Hellish Form Remains (funeral doom, drone)

Remains isn’t at all what I expected as a follow up to last year’s MMXX, but it is definitely what I needed. Willow Ryan and Jacob Lee essentially build upon the skeleton of that EP, fleshing out their grueling doom with a new attention to melody and pop. Production-wise, this is a very different beast. Most noticeable is how the punishing longform arrangements have been reined in to more manageable sub-15-minute runtimes. The songwriting is well-suited for these shorter structures, too. As mentioned in my year-end gloss of MMXX, drone has a way of overstaying its welcome for me, but Remains is still able to capture much of that same full-bodied tone grain and agonizing minimalist creep (“Your Grave Becomes A Garden,” “Shadows with Teeth”) without the need to stretch past the 20-minute mark.

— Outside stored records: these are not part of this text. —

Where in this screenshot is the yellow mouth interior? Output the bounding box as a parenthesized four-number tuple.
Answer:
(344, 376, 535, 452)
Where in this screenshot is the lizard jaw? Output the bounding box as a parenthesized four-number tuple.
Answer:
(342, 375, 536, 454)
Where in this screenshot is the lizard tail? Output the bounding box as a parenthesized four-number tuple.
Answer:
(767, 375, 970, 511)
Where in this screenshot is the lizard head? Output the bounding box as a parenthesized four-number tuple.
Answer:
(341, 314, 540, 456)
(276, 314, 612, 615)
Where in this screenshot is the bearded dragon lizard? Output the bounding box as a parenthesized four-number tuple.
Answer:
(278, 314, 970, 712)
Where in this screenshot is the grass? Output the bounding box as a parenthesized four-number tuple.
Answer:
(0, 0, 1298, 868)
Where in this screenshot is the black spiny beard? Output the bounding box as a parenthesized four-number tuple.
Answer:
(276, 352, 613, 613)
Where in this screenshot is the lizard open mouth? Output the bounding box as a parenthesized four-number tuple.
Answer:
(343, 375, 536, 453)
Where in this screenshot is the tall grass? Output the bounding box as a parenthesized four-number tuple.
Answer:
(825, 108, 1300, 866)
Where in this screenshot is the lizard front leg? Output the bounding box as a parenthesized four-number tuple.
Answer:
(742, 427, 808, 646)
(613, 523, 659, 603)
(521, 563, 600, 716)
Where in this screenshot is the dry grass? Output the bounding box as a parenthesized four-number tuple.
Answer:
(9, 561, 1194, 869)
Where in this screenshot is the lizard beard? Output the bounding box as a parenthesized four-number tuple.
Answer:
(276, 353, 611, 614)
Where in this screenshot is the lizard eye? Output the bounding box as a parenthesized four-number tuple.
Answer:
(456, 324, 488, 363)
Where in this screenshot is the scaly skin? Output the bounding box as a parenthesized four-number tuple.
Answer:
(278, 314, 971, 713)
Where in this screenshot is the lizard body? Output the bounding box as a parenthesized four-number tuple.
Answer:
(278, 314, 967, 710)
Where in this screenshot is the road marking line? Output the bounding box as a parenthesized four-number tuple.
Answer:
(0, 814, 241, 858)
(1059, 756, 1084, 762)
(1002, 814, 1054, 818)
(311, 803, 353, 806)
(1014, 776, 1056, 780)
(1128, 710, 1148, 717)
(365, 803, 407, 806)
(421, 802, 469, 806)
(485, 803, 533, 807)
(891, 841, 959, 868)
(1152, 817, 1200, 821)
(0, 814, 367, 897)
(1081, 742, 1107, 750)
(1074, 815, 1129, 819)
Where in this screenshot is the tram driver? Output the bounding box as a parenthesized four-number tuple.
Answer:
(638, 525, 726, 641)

Tonally it’s as though the duo took a tip from Bob Ross, grabbing a bit of that auditory titanium white to brighten some facets and emphasize the darkness of others. Both the guitar leads and synths have new prominence on Remains, and it makes the abbreviated runtimes even friendlier as Hellish Form have more dimension and variety to showcase this time around. “Ache” and “Another World” keep the synths in the forefront, lending an unusually beautiful contrast to the depressive squeeze of the stripped down heavy shit. There’s no denying the 80s goth flavors found here (they work both surprisingly and wonderfully), but I would never have guessed this kind of thing would emerge in the wake of a release like MMXX. Still, these elements connect every bit as powerfully, maybe even more so than the marrow-rumbling slogs of heavily distorted guitars and drums. It’s an impressive step forward from the unequivocally suffocating and dismal to something much more open and tactful. It’s very different, but still the same – a subtle yet significant creative leap that has me primed for whatever comes next.

-Jordan Jerabek

EremitBearer of Many Names (sludge, doom)

The first two records I wrote about were just good clean fun. Eremit in many ways is the opposite of that. The German trio puts out dense tomes of thick sludgy doom that put many funeral doom bands to shame. And it’s consistently incredible. I realized this is the third year in a row that I’ve written about a new Eremit release with the kind of high praise I’m definitely about to put to paper. Rarely do you see an artist release incredible music as a pattern, but Eremit has been able to do it three times in a row, including their 2018 debut Carrier of Weight. Bearer of Many Names is the most recent example of the amazing amalgamation of sludge and doom in their catalog.

After my previous two blurbs about fun records, it’s nice to talk about doom metal and embrace the full meaning of doom. Eremit writes songs to really instill the forlorn feelings we associate with modern doom metal. Bearer of Many Names translates those feelings of melancholy and inevitability with a giant wall of impenetrable sound. It really encapsulates what doom metal can be to me. It’s a monolith of depressive sadness that references ideas of loss and lack of control. But it also does it under the guise of fantastical ideas and creatures, often using them as a metaphor for one of the bigger thoughts on the sadder and darker side of life. It’s like Eremit is writing a textbook for how to doom, and it is certainly a template worth following.

The band has mastered its craft with Bearer of Many Names. The songwriting talent has always been there for them, and Bearer cements that for all time. Production qualities on their records have always been pretty good, but Bearer has them beat by just a little. What really has improved on Bearer is the band’s ability to create an atmosphere. That’s gone hand in hand with their songwriting, but you can also sense the little tweaks here and there that make it even better. To return to the earlier remark, Eremit has been so consistently good leading up to this record that all of the improvements are subtle. Bearer of Many Names really stands on its own merits entirely, so I highly recommend it for someone looking for the kind of doom you can really chew on for a while.